After winning the title last year with Denver — and performing well in the playoffs, including a 21-point explosion in the Game 4 win over the Heat — Brown left for the Pacers and a sizable, two-year, $45 million pact.

He played his gritty game about up to expectations for 33 games before being shipped to Toronto in the Pascal Siakam swap.

The Raptors, 12 games under .500, could offload a valuable player who is averaging 11.9 points on 48.1 percent shooting (32.4 percent from deep) and grabbing 4.6 rebounds with 2.9 assists per game.

Brown, a stout defender and energetic presence, should be in demand — and seems ready to again join a contender.

“I am a dog,” Brown told The Post’s Jared Schwartz on Saturday before a loss to the Knicks. “I play extremely hard on both ends of the floor. I can do just about whatever [Thibodeau] needs me to do.”

Brown said he had conversations with the Knicks before choosing the Pacers’ larger offer.

The Knicks surely have interest — Brown’s grimy game would very much align with Thibodeau’s desired game — though the fit might not be perfect.

Brown is more of a bulldog than a traditional point guard. The 27-year-old is just 6-foot-4, not a terrific ball-handler and not a 3-point assassin.

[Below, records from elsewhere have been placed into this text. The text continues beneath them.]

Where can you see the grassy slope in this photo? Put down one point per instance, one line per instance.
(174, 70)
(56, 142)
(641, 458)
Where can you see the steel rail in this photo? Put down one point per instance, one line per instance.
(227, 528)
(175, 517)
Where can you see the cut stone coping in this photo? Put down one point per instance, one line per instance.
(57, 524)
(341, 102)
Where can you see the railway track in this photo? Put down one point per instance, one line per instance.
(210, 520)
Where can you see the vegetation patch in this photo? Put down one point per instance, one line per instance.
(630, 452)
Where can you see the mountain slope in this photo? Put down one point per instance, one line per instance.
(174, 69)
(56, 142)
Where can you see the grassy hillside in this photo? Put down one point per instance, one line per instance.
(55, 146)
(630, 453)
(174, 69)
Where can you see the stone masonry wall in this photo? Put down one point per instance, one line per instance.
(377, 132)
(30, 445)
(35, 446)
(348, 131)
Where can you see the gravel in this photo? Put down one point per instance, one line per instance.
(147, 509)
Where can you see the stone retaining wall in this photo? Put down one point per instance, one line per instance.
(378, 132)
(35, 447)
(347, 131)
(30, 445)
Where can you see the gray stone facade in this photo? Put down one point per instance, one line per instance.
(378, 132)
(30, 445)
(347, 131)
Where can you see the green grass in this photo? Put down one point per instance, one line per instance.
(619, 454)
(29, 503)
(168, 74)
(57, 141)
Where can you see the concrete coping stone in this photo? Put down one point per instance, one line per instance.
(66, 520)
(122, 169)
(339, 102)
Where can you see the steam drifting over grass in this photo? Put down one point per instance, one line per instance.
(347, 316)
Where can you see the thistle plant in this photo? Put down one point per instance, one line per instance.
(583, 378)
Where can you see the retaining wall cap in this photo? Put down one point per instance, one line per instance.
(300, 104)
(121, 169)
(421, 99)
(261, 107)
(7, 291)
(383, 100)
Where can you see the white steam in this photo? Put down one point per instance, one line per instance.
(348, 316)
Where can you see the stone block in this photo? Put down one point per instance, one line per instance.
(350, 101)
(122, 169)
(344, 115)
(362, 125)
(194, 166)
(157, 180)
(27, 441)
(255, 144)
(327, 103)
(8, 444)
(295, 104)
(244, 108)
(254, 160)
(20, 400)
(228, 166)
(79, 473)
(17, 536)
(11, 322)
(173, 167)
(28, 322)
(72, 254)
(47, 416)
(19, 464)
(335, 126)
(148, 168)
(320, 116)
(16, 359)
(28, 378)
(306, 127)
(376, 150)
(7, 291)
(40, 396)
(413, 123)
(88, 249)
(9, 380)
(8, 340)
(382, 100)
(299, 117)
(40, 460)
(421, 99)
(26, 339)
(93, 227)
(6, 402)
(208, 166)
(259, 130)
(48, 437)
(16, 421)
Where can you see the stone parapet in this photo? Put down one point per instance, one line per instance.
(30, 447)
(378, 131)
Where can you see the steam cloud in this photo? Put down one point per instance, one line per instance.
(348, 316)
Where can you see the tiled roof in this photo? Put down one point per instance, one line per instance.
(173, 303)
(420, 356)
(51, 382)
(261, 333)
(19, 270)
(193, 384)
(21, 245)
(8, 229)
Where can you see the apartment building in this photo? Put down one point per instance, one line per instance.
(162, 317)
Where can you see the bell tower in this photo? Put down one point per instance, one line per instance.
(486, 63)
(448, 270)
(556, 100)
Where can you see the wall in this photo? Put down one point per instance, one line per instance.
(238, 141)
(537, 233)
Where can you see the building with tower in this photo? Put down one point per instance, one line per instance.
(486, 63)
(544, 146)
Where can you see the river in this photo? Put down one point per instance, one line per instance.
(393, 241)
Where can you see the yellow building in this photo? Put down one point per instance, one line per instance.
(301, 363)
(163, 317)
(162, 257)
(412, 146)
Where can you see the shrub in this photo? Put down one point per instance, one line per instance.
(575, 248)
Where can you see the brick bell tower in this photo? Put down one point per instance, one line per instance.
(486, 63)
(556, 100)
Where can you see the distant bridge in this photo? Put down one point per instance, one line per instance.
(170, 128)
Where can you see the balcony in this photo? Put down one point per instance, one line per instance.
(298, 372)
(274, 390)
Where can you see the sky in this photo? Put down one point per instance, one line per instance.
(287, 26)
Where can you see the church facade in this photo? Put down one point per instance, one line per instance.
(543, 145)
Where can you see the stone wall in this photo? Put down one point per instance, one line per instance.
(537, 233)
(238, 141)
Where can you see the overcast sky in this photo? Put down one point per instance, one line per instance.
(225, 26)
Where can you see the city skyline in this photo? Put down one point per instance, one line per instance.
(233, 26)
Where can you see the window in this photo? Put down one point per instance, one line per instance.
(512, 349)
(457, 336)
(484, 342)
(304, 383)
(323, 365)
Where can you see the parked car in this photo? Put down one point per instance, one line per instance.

The Knicks could use a second-unit ball-handler and scoring threat after including Immanuel Quickley in the OG Anunoby trade.

If not Brown, names such as the Trail Blazers’ Malcolm Brogdon, the Pistons’ Alec Burks or the Jazz’s Jordan Clarkson might make sense.

What Brown does bring is toughness, a rugged defender, great cutter and rebounder who plays bigger than his size.